A fugitive maharaja signed an accession document while violating the standstill agreement he had signed earlier with Pakistan. On the basis of that fraudulent ‘accession’ India says it is no longer necessary for it to let the promised plebiscite be held in Kashmir.

Undivided India’s last viceroy and India’s first governor general, Lord Mountbatten, played a major part in this fraud. According to his biographer, Ziegler, Mountbatten had a ‘powerful, analytic mind of crystalline clarity’. Yet he had ‘legendary capacity for self-deception’. He ‘was a man who preferred falsehood to truth’.
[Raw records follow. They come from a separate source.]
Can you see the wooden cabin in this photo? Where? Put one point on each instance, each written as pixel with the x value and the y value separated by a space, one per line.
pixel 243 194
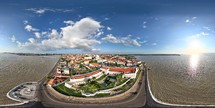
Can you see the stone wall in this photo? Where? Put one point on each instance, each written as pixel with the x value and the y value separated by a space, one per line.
pixel 115 98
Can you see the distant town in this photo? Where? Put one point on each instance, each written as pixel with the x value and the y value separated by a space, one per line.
pixel 91 75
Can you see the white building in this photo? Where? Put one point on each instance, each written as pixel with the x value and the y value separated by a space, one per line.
pixel 88 58
pixel 80 79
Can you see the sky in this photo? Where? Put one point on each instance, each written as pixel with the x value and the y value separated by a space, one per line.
pixel 107 26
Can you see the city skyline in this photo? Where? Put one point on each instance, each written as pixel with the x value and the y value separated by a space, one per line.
pixel 79 26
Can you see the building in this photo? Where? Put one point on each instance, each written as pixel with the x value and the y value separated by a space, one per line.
pixel 80 79
pixel 94 65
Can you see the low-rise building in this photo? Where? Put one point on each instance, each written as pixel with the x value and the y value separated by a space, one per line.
pixel 80 79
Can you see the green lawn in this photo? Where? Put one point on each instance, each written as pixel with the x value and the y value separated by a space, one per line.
pixel 102 77
pixel 67 91
pixel 102 95
pixel 120 80
pixel 91 87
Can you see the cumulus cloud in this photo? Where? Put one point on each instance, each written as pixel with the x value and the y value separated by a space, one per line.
pixel 80 35
pixel 109 28
pixel 123 40
pixel 37 34
pixel 106 18
pixel 190 20
pixel 25 22
pixel 54 34
pixel 41 11
pixel 144 24
pixel 30 28
pixel 13 38
pixel 199 35
pixel 69 22
pixel 154 44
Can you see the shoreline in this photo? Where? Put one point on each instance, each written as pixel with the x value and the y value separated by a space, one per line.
pixel 170 104
pixel 22 103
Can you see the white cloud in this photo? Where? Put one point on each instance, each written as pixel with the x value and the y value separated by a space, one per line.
pixel 187 21
pixel 41 11
pixel 54 34
pixel 44 33
pixel 142 42
pixel 37 34
pixel 31 40
pixel 30 28
pixel 107 19
pixel 80 35
pixel 144 24
pixel 13 38
pixel 25 22
pixel 109 28
pixel 123 40
pixel 69 22
pixel 199 35
pixel 154 44
pixel 190 20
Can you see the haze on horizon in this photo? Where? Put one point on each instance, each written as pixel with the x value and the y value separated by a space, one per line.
pixel 79 26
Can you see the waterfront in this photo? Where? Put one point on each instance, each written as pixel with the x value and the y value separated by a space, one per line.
pixel 15 70
pixel 182 79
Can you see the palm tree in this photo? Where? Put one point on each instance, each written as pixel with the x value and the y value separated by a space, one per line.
pixel 94 78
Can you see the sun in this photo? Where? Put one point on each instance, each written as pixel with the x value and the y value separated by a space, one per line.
pixel 195 47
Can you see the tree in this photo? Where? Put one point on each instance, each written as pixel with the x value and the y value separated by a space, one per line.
pixel 94 78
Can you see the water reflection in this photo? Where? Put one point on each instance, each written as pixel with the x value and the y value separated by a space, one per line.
pixel 194 61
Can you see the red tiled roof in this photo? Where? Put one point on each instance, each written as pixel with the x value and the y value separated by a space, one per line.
pixel 51 81
pixel 124 70
pixel 94 64
pixel 85 75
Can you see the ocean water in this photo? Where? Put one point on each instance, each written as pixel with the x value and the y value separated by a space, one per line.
pixel 16 69
pixel 185 79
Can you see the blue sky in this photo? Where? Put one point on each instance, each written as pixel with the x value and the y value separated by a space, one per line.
pixel 82 26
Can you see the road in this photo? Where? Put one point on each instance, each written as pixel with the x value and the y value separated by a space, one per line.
pixel 135 100
pixel 142 99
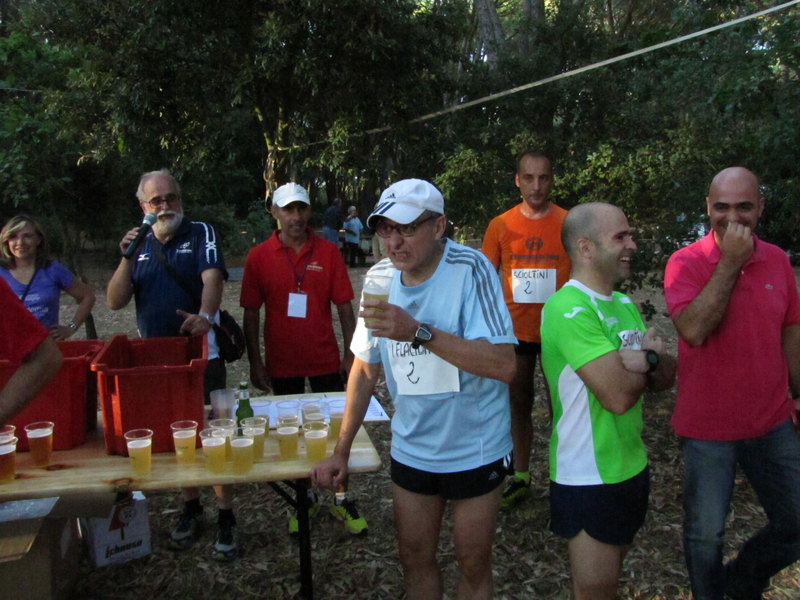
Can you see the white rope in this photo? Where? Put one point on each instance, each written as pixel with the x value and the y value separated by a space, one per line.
pixel 591 67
The last sentence of the accession document was written in haste and the handwritten corrections on the text speak volumes about the wavering state of the maharajah’s mind. The instrument, extracted under coercion and duress, is untenable under international law.

The UN Security Council passed two resolutions that virtually repudiate the accession. The Security Council’s resolution number nine of March 30, 1951, and confirmatory resolution 122 of March 24, 1957, outlaw accession or any other action to change status of the Jammu and Kashmir state.

India gives the impression that the US considers the state’s so-called accession legal. This is not true. On Oct 28, 1993, Under Secretary of State Robin Raphel in her statement clarified that Washington did not recognise the instrument of accession to India. In the UN’s perception, Kashmir was a disputed territory, not an integral part of India.

The future status of the state remains to be determined in accordance with the wishes of the people of Kashmir.

Mohammad Asad

Rawalpindi

(2)

THROUGH a host of draconian measures, India has gagged digital and voice protests in disputed Kashmir. It has barred local and foreign journalists from visiting India-occupied Kashmir.

Indian forces fire pellets, called birdshots, with pump-action shotguns against unarmed protesters or stone throwers, even women, and children five to eight years’ old.

A New York Times report titled “An epidemic of ‘dead eyes’ in Kashmir as India uses pellet guns on protesters” (Aug 28, 2016) portrays a gruesome picture. It says “the patients have mutilated retinas, severed optic nerves, irises seeping out like puddles of ink’. Doctors call them ‘dead eyes’.”

A similar report in Washington Post (Dec 12, 2017) is no less poignant.

Let India realise it can’t stifle Kashmiris’ dissent. To stifle the Kashmiri’s fighting spirit, the Dogra regime (1846-1947) punished even Kashmiri children who played with fork-slings (ghulail) and stones. The struggle for freedom goes on despite Indian forces’ reign of terror which includes abductions, custodial deaths, rape, arson and pellet shelling. The UN Security Council should make clear that it opposes Narendra Modi’s brutal tightening of India’s control on Kashmir. While Modi may think he can control this volatile conflict on his own, he almost certainly cannot.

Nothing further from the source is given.